Messbereich Matrix-MessungSie heißt „Matrix-Messung“ bei Nikon, „Mehrfeldmessung“ bei Canon und andere Hersteller können noch andere Bezeichnungen haben. Sie ist die von den Herstellern als Standardmethode voreingestellte und arbeitet nach folgendem Prinzip:

  • Die Motivhelligkeit wird an vielen Stellen über den ganzen oder fast den ganzen Bildausschnitt hinweg gemessen, links oben angedeutet durch die vollständig rot eingefärbte Bildfläche.
    Moderne Kameras verwenden bis zu über 1000 verschiedene Messfelder.
  • Komplexe Programmlogik ermittelt aus allen Messwerten eine möglichst ausgewogene Belichtung.
    Die angewendete Logik geht weit über eine einfache Durchschnittsermittlung hinaus und die Hersteller halten sich mit Beschreibungen, wie ihr jeweiliges Verfahren genau arbeitet, zurück.

Wichtige Regeln, die die Kamera-Elektronik dabei anwendet, sind:

  • Die Helligkeit einer weißen Fläche in der Sonne ist stets gleich und kann leicht erkannt werden.
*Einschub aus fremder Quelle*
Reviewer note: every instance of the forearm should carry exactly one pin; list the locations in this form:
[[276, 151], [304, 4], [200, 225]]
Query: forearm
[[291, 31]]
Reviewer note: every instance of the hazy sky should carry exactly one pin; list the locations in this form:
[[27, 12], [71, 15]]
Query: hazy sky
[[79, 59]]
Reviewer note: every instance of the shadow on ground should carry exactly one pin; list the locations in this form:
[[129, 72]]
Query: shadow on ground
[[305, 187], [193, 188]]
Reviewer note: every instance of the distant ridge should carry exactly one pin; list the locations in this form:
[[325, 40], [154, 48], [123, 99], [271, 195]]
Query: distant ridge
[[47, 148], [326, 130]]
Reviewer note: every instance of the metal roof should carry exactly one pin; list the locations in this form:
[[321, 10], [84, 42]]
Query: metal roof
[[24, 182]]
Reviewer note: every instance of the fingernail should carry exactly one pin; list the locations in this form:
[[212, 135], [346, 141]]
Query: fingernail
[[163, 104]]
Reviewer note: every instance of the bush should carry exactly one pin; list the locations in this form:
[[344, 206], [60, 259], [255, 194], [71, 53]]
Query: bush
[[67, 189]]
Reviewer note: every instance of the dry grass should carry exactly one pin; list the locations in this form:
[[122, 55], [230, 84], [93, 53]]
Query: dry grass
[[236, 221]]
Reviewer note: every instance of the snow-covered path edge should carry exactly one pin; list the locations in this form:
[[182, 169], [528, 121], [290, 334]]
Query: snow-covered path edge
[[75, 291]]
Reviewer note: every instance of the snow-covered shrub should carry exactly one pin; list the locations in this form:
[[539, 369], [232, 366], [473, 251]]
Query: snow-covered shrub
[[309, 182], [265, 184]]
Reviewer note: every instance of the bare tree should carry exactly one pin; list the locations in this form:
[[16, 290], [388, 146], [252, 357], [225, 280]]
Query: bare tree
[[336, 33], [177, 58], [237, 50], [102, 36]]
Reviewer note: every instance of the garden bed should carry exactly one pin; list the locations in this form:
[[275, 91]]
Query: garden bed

Höhere Helligkeiten treten nur durch Reflektionen auf, oder wenn die Sonne selbst im Bild ist.
    Die Belichtungsmessung kann so erkennen, dass eine Fläche weiß erscheinen muss, und kann höhere Helligkeiten ignorieren.
  • Die Helligkeitsunterschiede im Bild können recht detailliert ermittelt werden, um über- und unterbelichtete Stellen möglichst klein zu halten.
  • Aus der Helligkeitsverteilung im Bild kann das Motiv typischen Lichtverhältnissen und Aufnahmesituationen zugeordnet werden, z. B. sonniges Tageslicht, bedeckter Himmel, Nachtaufnahme etc.
    Daraus kann die Programmlogik auch zum Ergebnis kommen, eher auf die dunkleren oder helleren Partien zu belichten.

Die Verfahren können mit der heutigen Mikroelektronik beliebig raffiniert und komplex werden, z. B. auch die Belichtung gezielt an Gesichtern orientieren, wenn die Kamera vor der Aufnahme Gesichter im Bild erkennt oder Farb- und Autofokusinformationen berücksichtigen.